第七回


分別

 ゴミは「ぶんべつ」して出さなくてはいけない。しかし仏教語としてのこの文字は、当然「ふんべつ」と読む。分別(ふんべつ)は我々も普通に使っている言葉だが、これも元々の意味からするとずいぶんさすらってしまった。
 「いい分別ある大人が、いったい何ですか」などと叱る場面も見かけるが、現在の我々は、分別は当然大人が身につけるべき思慮や判断だと思っている。思慮分別という言葉もあるし、分別盛りとも云う。これはどう考えても、分別をもつことを褒め勧めているのである。
 しかし、本来の分別は、サンスクリットの「カルパ」または、「ヴィカルパ」などの訳語で、これは悟りの智慧を示す「無分別智」の反対語だから、凡夫の間違った判断のことを云う。
 要するに仏道修行者は、いっぱしの分別を身につけるために修行するのではなく、逆に分別を捨てるためにこそ修行するのである。子供から大人になるに従って分別を身につけていくことは確かだが、それを仏教は、ロクなもんじゃないと考えているということだ。
 思えば、我々は大人になるにつれて「どっちが得か」「どっちが綺麗か」あるいは「どっちが正しいか」なんてことばかり身につけていく。その落ち着かなさを、兼好法師は次のように書く。「世にしたがへば、心、外の塵に奪はれて惑ひやすく、人に交はれば、言葉よその聞きに随ひて、さながら心にあらず。人に戯れ、物に争ひ、一度は恨み、一度は喜ぶ。その事定まれる事なし」(『徒然草』第七十五段)
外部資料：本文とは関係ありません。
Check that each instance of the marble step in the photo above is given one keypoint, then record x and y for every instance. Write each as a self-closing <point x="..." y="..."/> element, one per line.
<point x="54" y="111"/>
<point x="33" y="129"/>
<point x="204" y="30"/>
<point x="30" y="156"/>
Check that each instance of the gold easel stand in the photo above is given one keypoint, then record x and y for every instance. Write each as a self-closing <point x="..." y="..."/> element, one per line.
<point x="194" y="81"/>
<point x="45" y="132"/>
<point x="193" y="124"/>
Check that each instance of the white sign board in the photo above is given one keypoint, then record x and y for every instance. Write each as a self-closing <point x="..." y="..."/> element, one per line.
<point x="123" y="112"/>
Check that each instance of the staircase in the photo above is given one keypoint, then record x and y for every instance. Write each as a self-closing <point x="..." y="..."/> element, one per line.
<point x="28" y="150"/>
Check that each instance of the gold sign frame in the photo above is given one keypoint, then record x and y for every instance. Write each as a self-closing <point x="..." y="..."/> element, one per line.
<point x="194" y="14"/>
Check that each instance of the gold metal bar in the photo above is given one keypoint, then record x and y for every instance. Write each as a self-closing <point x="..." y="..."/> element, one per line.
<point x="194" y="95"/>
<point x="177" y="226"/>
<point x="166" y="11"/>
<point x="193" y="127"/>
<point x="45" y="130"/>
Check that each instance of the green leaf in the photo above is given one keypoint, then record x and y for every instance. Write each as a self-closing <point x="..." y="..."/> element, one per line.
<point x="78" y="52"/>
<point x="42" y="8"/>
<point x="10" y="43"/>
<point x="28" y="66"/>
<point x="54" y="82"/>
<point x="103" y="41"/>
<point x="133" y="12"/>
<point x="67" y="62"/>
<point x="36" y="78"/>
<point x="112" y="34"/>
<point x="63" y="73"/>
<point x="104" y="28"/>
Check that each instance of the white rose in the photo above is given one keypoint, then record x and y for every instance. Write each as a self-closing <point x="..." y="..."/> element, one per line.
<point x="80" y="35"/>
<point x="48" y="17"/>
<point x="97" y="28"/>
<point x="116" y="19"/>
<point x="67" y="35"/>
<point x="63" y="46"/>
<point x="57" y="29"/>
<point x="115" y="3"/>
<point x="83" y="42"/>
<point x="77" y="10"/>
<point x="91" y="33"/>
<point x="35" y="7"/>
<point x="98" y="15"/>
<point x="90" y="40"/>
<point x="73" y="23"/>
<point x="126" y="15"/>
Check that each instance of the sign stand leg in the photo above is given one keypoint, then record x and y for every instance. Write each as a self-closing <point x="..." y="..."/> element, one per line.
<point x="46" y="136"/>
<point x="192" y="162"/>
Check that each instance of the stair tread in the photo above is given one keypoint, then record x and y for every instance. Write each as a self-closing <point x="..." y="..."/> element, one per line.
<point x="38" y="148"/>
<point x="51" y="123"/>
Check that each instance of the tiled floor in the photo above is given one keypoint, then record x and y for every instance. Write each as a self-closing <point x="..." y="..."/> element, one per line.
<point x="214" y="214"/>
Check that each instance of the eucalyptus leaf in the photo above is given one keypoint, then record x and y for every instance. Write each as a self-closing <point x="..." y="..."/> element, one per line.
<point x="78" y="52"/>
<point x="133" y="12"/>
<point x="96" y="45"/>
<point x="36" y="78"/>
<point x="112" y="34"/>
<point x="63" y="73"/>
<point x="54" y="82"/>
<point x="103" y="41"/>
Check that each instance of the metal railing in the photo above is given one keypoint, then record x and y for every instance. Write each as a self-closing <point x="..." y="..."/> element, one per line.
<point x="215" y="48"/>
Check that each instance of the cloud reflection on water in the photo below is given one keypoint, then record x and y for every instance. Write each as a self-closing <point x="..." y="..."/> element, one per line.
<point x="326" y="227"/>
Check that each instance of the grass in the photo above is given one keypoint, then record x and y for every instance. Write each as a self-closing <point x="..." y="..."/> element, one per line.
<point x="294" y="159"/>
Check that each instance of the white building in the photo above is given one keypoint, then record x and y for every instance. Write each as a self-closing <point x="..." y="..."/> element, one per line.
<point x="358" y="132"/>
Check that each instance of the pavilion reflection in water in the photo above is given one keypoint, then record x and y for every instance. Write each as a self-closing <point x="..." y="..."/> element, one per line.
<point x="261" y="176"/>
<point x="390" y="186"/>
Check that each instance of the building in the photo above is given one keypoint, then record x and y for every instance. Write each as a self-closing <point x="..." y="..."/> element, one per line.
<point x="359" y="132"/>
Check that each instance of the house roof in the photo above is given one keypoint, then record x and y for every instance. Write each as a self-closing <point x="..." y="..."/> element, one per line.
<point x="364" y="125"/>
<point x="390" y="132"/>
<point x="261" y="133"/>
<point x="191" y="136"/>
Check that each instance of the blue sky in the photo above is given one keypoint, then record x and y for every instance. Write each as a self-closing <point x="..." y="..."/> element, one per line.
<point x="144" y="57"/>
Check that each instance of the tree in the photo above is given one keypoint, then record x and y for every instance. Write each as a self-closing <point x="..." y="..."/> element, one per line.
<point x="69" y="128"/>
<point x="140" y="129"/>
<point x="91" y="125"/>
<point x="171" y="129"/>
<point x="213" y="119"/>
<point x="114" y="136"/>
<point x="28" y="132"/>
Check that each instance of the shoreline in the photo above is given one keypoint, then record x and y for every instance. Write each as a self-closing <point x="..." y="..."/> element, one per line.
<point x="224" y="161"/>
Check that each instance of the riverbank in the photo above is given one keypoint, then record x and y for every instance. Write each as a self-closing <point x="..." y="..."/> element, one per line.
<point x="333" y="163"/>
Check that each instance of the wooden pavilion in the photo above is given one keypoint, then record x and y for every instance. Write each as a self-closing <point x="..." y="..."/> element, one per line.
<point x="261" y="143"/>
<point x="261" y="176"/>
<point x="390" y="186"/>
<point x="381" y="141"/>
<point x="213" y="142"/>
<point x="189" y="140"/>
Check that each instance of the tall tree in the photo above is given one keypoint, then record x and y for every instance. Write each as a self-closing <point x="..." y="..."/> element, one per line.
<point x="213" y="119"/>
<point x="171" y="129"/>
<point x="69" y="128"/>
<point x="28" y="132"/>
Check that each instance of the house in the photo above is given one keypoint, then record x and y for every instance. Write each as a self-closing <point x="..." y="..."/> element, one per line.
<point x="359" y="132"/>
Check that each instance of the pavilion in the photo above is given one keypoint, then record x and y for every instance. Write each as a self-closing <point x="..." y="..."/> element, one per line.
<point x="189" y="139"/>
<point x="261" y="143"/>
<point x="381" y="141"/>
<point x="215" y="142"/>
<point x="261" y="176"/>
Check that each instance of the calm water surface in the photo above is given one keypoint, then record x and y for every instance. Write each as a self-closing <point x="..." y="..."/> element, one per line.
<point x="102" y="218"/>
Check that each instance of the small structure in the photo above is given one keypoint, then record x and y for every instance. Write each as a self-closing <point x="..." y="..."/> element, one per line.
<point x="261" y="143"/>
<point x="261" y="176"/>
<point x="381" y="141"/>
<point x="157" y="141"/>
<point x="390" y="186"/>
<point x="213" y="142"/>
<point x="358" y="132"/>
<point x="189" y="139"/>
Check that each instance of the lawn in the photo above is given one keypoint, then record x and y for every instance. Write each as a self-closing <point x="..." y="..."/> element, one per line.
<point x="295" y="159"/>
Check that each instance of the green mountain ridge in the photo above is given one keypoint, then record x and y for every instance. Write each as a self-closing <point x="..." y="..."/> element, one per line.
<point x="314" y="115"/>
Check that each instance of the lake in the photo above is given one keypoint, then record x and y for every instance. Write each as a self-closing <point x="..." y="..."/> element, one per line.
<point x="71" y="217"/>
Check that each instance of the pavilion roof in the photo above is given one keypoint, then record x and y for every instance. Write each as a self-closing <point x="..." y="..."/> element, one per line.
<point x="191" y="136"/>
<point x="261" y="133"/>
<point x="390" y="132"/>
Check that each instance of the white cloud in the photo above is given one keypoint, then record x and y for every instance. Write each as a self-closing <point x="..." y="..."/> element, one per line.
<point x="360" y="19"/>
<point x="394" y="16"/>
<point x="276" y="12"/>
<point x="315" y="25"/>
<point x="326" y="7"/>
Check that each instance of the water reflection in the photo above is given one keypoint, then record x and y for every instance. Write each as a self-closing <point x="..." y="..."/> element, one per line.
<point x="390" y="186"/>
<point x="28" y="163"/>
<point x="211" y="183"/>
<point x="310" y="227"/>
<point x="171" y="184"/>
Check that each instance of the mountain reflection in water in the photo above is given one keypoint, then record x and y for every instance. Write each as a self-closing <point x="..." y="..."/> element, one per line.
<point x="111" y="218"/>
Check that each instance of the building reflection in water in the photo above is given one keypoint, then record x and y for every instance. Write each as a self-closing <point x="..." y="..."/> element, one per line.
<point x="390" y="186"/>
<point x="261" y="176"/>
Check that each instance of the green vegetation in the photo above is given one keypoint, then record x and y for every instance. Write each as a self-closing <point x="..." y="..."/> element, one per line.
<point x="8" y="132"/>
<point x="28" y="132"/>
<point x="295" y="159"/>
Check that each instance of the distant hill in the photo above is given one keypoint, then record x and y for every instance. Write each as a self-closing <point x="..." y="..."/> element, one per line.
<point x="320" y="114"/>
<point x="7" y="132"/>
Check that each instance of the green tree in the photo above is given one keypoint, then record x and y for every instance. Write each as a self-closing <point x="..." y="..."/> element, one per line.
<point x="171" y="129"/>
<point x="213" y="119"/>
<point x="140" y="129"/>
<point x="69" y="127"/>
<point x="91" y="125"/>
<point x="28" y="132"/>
 少しわかりにくいかもしれないが、要するに人は世間や相手に応じて一喜一憂してばかりでは仕方ないだろうと、法師は云いたいのだ。そこには「分別みだりに起こりて、得失やむ時なし」だと云う。
 兼好法師はその後、『魔訶止観』まで引用して、分別を増長させる生活・人事・伎能・学問の一切に関わるなと説く。そしてその諸縁を放下した状態こそ「つれづれ」だというのである。「つれづれ」はよく「手持ちぶさた」「所在ない」だどと訳されるが、たぶんもっと深い。じつは坐禅も、つれづれなるままに分別を起こさない練習なのである。